45 Application 1: Contact Prediction Contact Map from Potts Model Contact Map from PDB structures (Protein-Kinase domain) Can achieve 80% True Positive rate for top 200 contacts.
46 Application 1: Contact Prediction Direct Interactions Non-interacting DI gives many more True Positives (red) than MI Indirect Interactions DI distinguishes direct from indirect interactions, MI does not Identification of direct residue contacts in protein protein interaction by message passing Weigt, White, Szurmant, Hoch, Hwa. PNAS 2009
47 Application 1: Structure Prediction Idea: Use predicted contacts as input to further algorithms: NRM (distance geometry: contact map structure) Go Models (coarse grained MD) Genomics-aided structure prediction Sułkowska, Morcos, Weigt, Hwa, Onuchic. PNAS 2012
48 Application 2: Free Energy and Conformational Landscapes Potts Energy E(S) reflects experimental mutantstability measurements and melting temperatures Mutant stability Melting temperature Biased MD/Go simulations using contacts as bias/constraints can uncover conformational landscape Quantification of the effect of mutations using a global probability model of natural sequence variation Hopf, Ingraham, Poelwijk, Springer, Sander, Marks Oct 2015 Coevolutionary signals across protein lineages help capture multiple protein conformations Morcos, Jana, Hwa, Onuchic. PNAS 2013 Coevolutionary information, protein folding landscapes, and the thermodynamics of natural selection Morcos, Schafer, Cheng, Onuchic, Wolynes. PNAS 2014
49 Application 3: Fitness Landscapes Enzyme fitness Viral fitness Potts energy E(S) reflects fitness of sequences and mutants Potts model can describe epistatic effects and compensatory mutations Coevolutionary landscape inference and the context-dependence of mutations in beta-lactamase TEM-1 Molecular Biology and Evolution 2015 The Fitness Landscape of HIV-1 Gag: Advanced Modeling Approaches and Validation of Model Predictions by in vitro Testing PLoS Comput Biol 2014
The Evolutionary Origins of Protein Sequence Variation
Temple University Structural Bioinformatics II The Evolutionary Origins of Protein Sequence Variation Protein Evolution (tour of concepts & current ideas) Protein Fitness, Marginal Stability, Compensatory
More informationInfluence of Multiple Sequence Alignment Depth on Potts Statistical Models of Protein Covariation
Influence of Multiple Sequence Alignment Depth on Potts Statistical Models of Protein Covariation Allan Haldane Center for Biophysics and Computational Biology, Department of Physics, and Institute for
More informationSupplementing information theory with opposite polarity of amino acids for protein contact prediction
Supplementing information theory with opposite polarity of amino acids for protein contact prediction Yancy Liao 1, Jeremy Selengut 1 1 Department of Computer Science, University of Maryland - College
More informationComputational methods for predicting protein-protein interactions
Computational methods for predicting protein-protein interactions Tomi Peltola T-61.6070 Special course in bioinformatics I 3.4.2008 Outline Biological background Protein-protein interactions Computational
More informationUsing phylogenetics to estimate species divergence times... Basics and basic issues for Bayesian inference of divergence times (plus some digression)
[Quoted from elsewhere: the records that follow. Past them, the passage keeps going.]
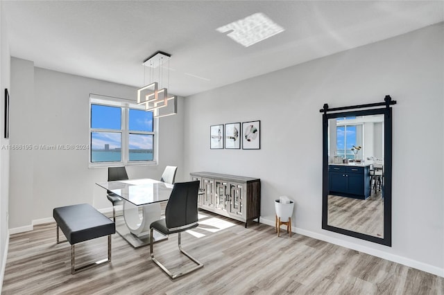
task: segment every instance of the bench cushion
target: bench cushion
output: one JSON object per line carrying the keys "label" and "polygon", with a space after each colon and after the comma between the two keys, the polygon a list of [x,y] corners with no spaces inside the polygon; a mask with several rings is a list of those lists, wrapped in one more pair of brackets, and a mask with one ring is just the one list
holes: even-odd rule
{"label": "bench cushion", "polygon": [[71,244],[116,232],[115,224],[89,204],[55,208],[53,213]]}

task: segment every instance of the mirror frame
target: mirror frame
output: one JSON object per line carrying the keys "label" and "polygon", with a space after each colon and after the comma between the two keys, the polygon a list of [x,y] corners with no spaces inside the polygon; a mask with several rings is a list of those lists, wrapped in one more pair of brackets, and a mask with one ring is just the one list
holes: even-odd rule
{"label": "mirror frame", "polygon": [[[344,108],[344,109],[346,108]],[[332,109],[333,110],[333,109]],[[322,110],[321,110],[322,111]],[[348,116],[384,114],[384,237],[382,238],[328,225],[328,120]],[[391,247],[392,111],[385,108],[323,114],[323,202],[322,229],[358,239]]]}

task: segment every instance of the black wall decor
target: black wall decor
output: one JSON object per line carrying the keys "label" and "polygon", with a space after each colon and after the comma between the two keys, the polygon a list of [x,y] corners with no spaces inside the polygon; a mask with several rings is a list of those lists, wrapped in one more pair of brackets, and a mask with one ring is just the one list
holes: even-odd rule
{"label": "black wall decor", "polygon": [[9,92],[5,88],[5,138],[9,138]]}

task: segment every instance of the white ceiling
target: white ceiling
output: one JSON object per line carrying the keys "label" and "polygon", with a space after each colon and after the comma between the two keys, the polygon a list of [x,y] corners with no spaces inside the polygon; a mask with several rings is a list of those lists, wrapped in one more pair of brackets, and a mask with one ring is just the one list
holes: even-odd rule
{"label": "white ceiling", "polygon": [[[149,82],[144,81],[142,62],[162,51],[172,55],[169,92],[183,96],[444,21],[441,1],[1,4],[11,55],[42,68],[139,87]],[[285,30],[246,48],[216,30],[256,12]]]}

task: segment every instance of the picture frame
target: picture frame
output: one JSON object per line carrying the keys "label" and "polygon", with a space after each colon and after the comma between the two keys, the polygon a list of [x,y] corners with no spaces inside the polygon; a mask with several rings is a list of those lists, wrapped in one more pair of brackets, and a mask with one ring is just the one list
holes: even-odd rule
{"label": "picture frame", "polygon": [[241,123],[227,123],[225,125],[225,148],[240,149],[242,130]]}
{"label": "picture frame", "polygon": [[261,121],[242,123],[242,149],[260,150]]}
{"label": "picture frame", "polygon": [[223,124],[210,126],[210,148],[223,148]]}
{"label": "picture frame", "polygon": [[5,88],[5,129],[4,138],[9,138],[9,91]]}

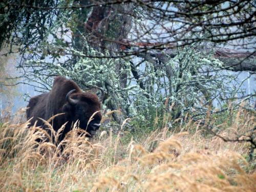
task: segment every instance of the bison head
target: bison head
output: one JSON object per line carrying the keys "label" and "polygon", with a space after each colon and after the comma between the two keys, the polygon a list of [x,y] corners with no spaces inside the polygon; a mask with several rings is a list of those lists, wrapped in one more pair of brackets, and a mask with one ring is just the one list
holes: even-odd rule
{"label": "bison head", "polygon": [[[68,121],[79,122],[79,127],[86,130],[91,135],[96,133],[100,125],[102,118],[100,103],[96,95],[91,93],[78,93],[71,94],[76,90],[70,91],[66,96],[67,103],[63,106],[63,111],[68,117]],[[96,112],[89,122],[89,119]]]}

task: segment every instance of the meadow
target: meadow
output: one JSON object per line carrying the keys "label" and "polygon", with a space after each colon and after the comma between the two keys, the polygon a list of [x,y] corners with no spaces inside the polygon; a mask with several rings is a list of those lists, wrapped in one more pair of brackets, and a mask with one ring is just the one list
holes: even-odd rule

Using phylogenetics to estimate species divergence times... More accurately... Basics and basic issues for Bayesian inference of divergence times (plus some digression) "A comparison of the structures
More informationProcesses of Evolution
15 Processes of Evolution Forces of Evolution Concept 15.4 Selection Can Be Stabilizing, Directional, or Disruptive Natural selection can act on quantitative traits in three ways: Stabilizing selection
More informationUnderstanding relationship between homologous sequences
Molecular Evolution Molecular Evolution How and when were genes and proteins created? How old is a gene? How can we calculate the age of a gene? How did the gene evolve to the present form? What selective
More informationSTRUCTURAL BIOINFORMATICS II. Spring 2018
STRUCTURAL BIOINFORMATICS II Spring 2018 Syllabus Course Number - Classification: Chemistry 5412 Class Schedule: Monday 5:30-7:50 PM, SERC Room 456 (4 th floor) Instructors: Ronald Levy, SERC 718 (ronlevy@temple.edu)
More informationHomology Modeling. Roberto Lins EPFL - summer semester 2005
Homology Modeling Roberto Lins EPFL - summer semester 2005 Disclaimer: course material is mainly taken from: P.E. Bourne & H Weissig, Structural Bioinformatics; C.A. Orengo, D.T. Jones & J.M. Thornton,
More informationQuantitative Stability/Flexibility Relationships; Donald J. Jacobs, University of North Carolina at Charlotte Page 1 of 12
Quantitative Stability/Flexibility Relationships; Donald J. Jacobs, University of North Carolina at Charlotte Page 1 of 12 The figure shows that the DCM when applied to the helix-coil transition, and solved
More informationComparative Genomics II
Comparative Genomics II Advances in Bioinformatics and Genomics GEN 240B Jason Stajich May 19 Comparative Genomics II Slide 1/31 Outline Introduction Gene Families Pairwise Methods Phylogenetic Methods
More informationQ1) Explain how background selection and genetic hitchhiking could explain the positive correlation between genetic diversity and recombination rate.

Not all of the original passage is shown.